5.2 Relevance of Cognitive Biases in the Context of SMEs

With regard to SMEs, the hypothesis is that the relevance of cognitive biases is higher compared to larger companies, as the level of awareness is even lower than in large enterprises, and that SMEs are thus slightly more vulnerable to the effects of cognitive biases. Potential reasons include differences in the academic background and education of top-level and mid-level managers, differing organizational setups and lower availability of dedicated resources. The following paragraphs will elaborate these aspects and also briefly touch on two counterarguments regarding this hypothesis, and finally provide a short summarizing conclusion at the end.

One explanation for a potentially lower awareness level and a higher vulnerability of SMEs could be found in the academic background and education of top-level and especially mid-level managers of small and medium-sized companies. In contrast to many large multi-national companies, where at least some top-level and mid-level managers might have encountered similar distortive effects in classes like behavioral finance or business psychology during an MBA or other post-graduate studies, the proportion of mid-level managers in SMEs who have attended such academic courses is usually considerably lower. In fact, among large enterprises, the relative share of companies with employees holding a master degree is more than threefold higher than among SMEs.61 Furthermore, post-graduates with a master degree are more likely to join large companies than SMEs.62 As a consequence, relatively more managers in SMEs have potentially not or not sufficiently been 'made aware' of this type of challenge throughout their (academic) education, compared to managers in larger companies, and are thus not aware that their company in general, and any knowledge generation activities in particular, might be affected by the described cognitive biases.

In addition to a lower level of awareness among managers, the vulnerability of SMEs with regard to cognitive biases could also be higher due to differences in the organizational setup and less resources available for and dedicated to knowledge management as well as information gathering and research activities, both from a financial and a human

60 For this paper, the SME definition of the European Commission is used, as detailed for instance in

Günterberg, B. (2012): p. 175: less than 250 employees and either annual revenues of max. 50 million euros or balance sheet sum of max 43 million euros. However, the discussions and findings in this paper are also applicable for most other definitions of SMEs.

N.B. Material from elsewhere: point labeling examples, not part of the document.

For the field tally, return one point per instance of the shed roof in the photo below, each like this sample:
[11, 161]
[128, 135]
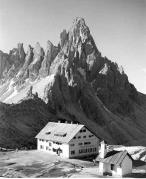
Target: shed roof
[59, 132]
[114, 157]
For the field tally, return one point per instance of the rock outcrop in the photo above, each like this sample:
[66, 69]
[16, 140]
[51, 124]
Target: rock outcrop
[50, 54]
[36, 63]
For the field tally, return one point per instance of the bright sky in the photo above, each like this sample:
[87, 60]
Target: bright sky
[118, 27]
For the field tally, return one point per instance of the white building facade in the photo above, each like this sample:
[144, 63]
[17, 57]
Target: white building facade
[67, 140]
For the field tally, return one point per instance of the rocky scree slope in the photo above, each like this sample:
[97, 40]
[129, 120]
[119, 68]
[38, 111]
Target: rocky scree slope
[79, 85]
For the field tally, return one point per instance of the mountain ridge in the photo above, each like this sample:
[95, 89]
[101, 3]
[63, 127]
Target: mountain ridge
[78, 84]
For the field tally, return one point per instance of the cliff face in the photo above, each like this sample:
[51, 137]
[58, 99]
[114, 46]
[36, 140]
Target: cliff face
[79, 85]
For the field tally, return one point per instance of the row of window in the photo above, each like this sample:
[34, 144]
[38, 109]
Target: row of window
[50, 144]
[83, 130]
[80, 143]
[79, 137]
[89, 150]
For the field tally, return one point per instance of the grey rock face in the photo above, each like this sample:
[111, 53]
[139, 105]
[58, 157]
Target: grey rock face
[36, 63]
[50, 54]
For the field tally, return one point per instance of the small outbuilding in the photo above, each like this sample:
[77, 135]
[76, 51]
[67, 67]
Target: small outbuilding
[114, 163]
[67, 140]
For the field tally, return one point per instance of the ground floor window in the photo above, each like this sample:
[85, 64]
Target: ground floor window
[87, 150]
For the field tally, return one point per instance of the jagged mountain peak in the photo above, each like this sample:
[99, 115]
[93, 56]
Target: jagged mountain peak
[78, 84]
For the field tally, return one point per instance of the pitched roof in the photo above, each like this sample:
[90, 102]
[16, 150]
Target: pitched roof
[59, 132]
[114, 157]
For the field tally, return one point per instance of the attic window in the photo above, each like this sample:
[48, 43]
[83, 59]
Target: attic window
[48, 133]
[112, 166]
[60, 134]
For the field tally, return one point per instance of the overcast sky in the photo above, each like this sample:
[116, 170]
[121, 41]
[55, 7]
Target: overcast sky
[118, 27]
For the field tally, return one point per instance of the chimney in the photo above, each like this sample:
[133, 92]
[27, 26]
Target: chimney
[103, 149]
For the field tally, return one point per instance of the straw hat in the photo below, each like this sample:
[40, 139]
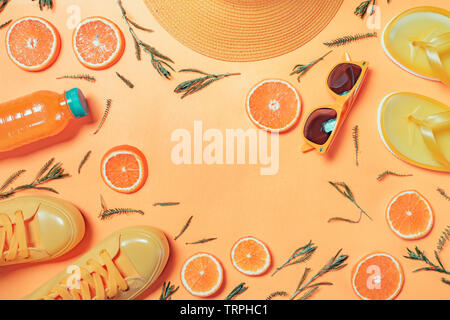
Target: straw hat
[244, 30]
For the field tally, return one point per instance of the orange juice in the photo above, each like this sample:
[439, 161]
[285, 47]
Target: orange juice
[38, 115]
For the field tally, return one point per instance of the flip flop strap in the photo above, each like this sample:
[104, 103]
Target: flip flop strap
[429, 128]
[434, 49]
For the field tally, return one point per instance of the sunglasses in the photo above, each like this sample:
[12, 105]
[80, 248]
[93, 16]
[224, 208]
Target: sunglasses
[323, 123]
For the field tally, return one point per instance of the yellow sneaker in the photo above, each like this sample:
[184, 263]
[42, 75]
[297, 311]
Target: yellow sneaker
[36, 228]
[120, 267]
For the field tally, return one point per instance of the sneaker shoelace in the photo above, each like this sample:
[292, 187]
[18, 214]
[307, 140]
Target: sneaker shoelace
[99, 283]
[13, 241]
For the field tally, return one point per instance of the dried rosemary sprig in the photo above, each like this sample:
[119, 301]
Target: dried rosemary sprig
[301, 69]
[420, 256]
[335, 263]
[202, 241]
[276, 294]
[46, 174]
[159, 61]
[443, 193]
[184, 228]
[356, 143]
[167, 291]
[83, 161]
[191, 86]
[165, 204]
[105, 116]
[125, 80]
[391, 173]
[346, 220]
[445, 238]
[348, 39]
[5, 24]
[241, 288]
[300, 255]
[3, 4]
[346, 192]
[361, 10]
[108, 213]
[85, 77]
[45, 3]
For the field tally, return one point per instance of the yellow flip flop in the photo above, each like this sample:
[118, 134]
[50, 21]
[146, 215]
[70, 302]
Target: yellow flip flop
[418, 40]
[416, 129]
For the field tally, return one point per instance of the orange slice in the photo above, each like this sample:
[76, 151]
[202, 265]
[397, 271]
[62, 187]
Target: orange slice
[202, 275]
[33, 43]
[250, 256]
[274, 105]
[410, 215]
[378, 276]
[124, 169]
[98, 43]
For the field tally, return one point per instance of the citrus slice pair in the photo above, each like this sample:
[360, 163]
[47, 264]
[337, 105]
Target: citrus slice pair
[202, 274]
[34, 44]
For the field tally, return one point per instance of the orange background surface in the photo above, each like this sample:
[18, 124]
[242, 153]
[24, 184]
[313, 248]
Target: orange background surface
[229, 201]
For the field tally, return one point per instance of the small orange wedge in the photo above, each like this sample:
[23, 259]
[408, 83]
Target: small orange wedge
[98, 43]
[202, 275]
[274, 105]
[124, 169]
[250, 256]
[410, 215]
[378, 276]
[33, 43]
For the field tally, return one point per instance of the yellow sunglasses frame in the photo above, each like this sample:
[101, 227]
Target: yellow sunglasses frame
[342, 106]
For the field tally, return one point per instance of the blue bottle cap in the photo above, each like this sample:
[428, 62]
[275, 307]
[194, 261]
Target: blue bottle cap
[77, 103]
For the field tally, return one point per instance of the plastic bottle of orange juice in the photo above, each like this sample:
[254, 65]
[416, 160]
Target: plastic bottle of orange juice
[38, 115]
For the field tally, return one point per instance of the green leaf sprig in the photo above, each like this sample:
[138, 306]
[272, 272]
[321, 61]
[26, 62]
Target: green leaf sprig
[104, 117]
[46, 174]
[301, 69]
[160, 62]
[355, 136]
[346, 192]
[419, 255]
[391, 173]
[167, 291]
[300, 255]
[106, 213]
[191, 86]
[349, 39]
[276, 294]
[202, 241]
[308, 288]
[85, 77]
[241, 288]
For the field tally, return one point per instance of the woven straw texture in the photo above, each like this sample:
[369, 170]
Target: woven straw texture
[244, 30]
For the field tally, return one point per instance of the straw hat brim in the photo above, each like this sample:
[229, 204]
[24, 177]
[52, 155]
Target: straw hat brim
[244, 30]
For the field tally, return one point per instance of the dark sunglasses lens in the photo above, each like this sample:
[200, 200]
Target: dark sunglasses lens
[343, 78]
[320, 125]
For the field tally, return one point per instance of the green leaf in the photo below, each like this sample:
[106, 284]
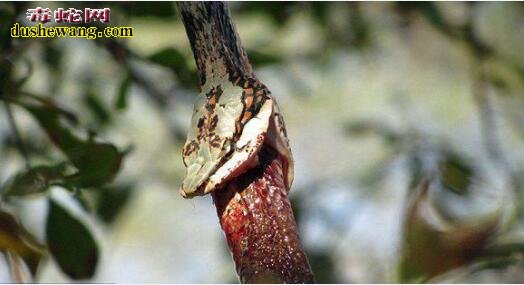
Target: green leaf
[111, 200]
[35, 180]
[97, 163]
[70, 242]
[259, 58]
[14, 238]
[431, 248]
[456, 174]
[97, 107]
[123, 91]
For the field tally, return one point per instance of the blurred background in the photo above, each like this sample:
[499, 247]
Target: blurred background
[406, 121]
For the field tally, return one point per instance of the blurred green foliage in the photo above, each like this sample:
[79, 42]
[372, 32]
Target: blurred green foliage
[75, 155]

61 See Statista / IW Köln (2011): while 48 % of large German companies (at least 250 employees) employ holders of a master degree, only 14 % (companies with 50 to 249 employees) respectively 7 % (companies with less than 50 employees) of SMEs employ holders of a master degree.

62 See for example HSG Universität St. Gallen (2011): passim. About two thirds of their master graduates join large companies (at least 250 employees) and one third joins SMEs (less than 250 employees).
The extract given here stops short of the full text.